Hall-Effekts –, kann man auch schon mal eine Nobelpreis-Medaille im New Yorker Auktionshaus Christie’s bekommen. So geschehen Ende 2014, als ein anonymer Telefonbieter die 1962 an James Watson verliehene Auszeichnung für die Entdeckung der DNA-Struktur für 4,76 Millionen Dollar ersteigerte“, resümiert Dr. Stöber und gibt zugleich eine zentrale Botschaft der Tagung weiter: „Wissenschaft steht immer auch in der Pflicht, für gesellschaftlich bedeutende Themen zu sensibilisieren.
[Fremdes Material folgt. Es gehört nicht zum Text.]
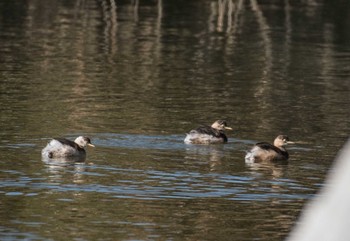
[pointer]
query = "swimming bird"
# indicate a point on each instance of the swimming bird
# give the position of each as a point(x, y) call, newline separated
point(208, 134)
point(266, 152)
point(61, 147)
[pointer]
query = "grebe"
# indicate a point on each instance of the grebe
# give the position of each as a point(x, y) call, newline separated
point(61, 147)
point(266, 152)
point(208, 134)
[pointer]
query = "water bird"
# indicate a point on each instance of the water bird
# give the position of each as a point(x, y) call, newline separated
point(266, 152)
point(61, 147)
point(208, 134)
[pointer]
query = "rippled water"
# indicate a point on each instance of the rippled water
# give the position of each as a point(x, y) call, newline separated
point(135, 76)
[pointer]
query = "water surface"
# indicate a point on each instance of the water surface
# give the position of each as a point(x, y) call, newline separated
point(135, 76)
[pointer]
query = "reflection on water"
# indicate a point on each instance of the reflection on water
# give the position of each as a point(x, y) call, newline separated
point(135, 76)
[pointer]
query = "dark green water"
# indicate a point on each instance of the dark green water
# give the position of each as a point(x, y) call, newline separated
point(135, 76)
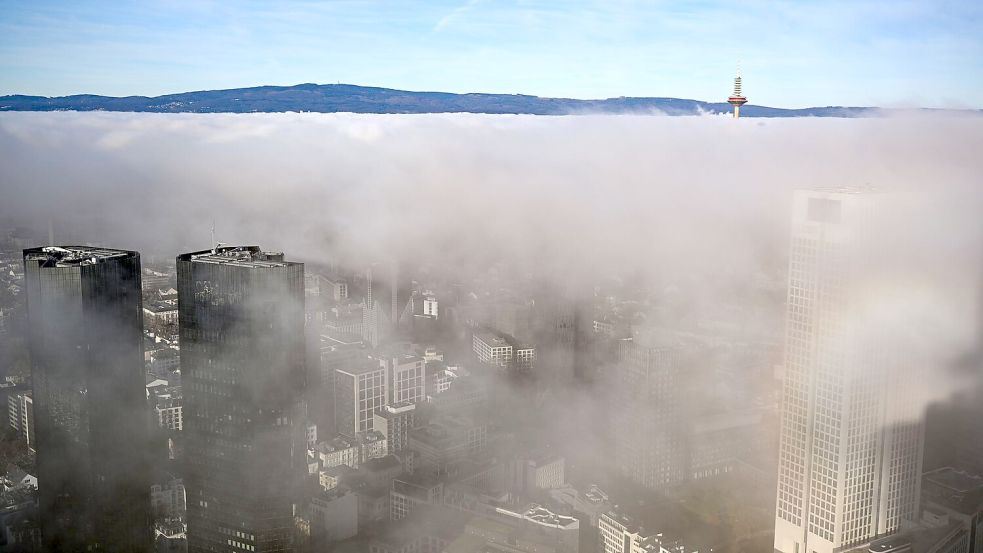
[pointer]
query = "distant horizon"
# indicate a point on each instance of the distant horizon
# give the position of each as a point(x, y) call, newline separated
point(794, 54)
point(721, 100)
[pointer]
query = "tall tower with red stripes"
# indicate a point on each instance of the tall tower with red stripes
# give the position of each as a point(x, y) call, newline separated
point(736, 99)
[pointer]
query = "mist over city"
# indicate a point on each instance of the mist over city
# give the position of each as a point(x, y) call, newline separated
point(402, 308)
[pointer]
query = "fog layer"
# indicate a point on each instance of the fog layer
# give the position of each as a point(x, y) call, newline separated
point(700, 203)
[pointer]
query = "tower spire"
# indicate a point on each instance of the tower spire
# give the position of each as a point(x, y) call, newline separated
point(737, 99)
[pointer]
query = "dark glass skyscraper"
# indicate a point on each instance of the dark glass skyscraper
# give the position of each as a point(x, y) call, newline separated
point(241, 313)
point(84, 309)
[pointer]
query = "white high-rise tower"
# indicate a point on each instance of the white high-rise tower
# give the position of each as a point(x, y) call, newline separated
point(851, 437)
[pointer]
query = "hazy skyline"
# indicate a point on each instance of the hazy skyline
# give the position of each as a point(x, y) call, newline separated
point(793, 54)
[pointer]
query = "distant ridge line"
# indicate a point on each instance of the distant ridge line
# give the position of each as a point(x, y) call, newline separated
point(336, 98)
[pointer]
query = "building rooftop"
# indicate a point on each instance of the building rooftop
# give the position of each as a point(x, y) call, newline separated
point(365, 366)
point(238, 256)
point(71, 256)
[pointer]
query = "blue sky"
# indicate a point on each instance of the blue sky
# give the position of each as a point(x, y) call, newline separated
point(793, 53)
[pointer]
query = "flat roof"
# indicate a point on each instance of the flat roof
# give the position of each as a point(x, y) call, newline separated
point(238, 256)
point(70, 256)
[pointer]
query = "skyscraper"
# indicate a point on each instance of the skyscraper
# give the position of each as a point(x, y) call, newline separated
point(241, 313)
point(851, 439)
point(387, 302)
point(648, 444)
point(84, 310)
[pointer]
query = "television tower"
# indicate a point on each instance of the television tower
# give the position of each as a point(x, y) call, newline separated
point(736, 99)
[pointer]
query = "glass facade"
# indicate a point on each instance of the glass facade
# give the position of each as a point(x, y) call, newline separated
point(241, 314)
point(84, 309)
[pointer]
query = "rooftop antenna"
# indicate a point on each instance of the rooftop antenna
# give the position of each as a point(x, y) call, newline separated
point(737, 99)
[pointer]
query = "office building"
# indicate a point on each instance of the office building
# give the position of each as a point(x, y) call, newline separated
point(501, 350)
point(649, 437)
point(241, 314)
point(405, 374)
point(86, 343)
point(850, 438)
point(395, 422)
point(387, 303)
point(359, 392)
point(20, 409)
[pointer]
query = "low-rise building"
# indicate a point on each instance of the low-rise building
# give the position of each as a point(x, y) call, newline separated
point(20, 411)
point(168, 409)
point(395, 422)
point(334, 516)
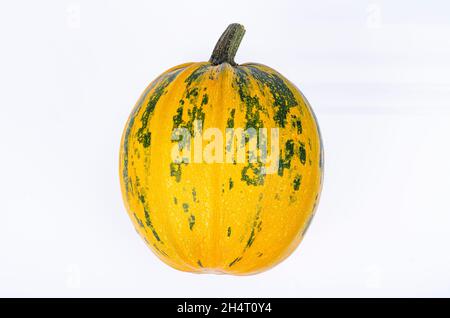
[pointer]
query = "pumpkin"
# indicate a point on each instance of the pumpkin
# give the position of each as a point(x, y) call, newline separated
point(209, 212)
Große wissenschaftliche Leistungen werden nur in einem globalen Kontext bedeutsam; man kann also nicht ignorieren, was in der Weilt um uns herum passiert, wie zum Beispiel die aktuelle Problematik des Klimawandels.“

In diesem Kontext hob auch Bettina Bernadotte die besondere Bedeutung des wissenschaftlichen Dialogs hervor, da die auf zuverlässigen und überprüfbaren Fakten basierende Wissenschaft in unvergleichbarer Weise in der Lage ist, nationale, geschlechtsspezifische, religiöse, ethnische und andere Grenzen zu überwinden. In diesen Tagen bereitet sich Lindau übrigens bereits erneut auf einen Ansturm zahlreicher Wissenschaftler vor. Mitte August werden an der 6. Lindauer Tagung der Wirtschaftswissenschaften junge Ökonomen ebenfalls mit Nobelpreisträgern zusammentreffen.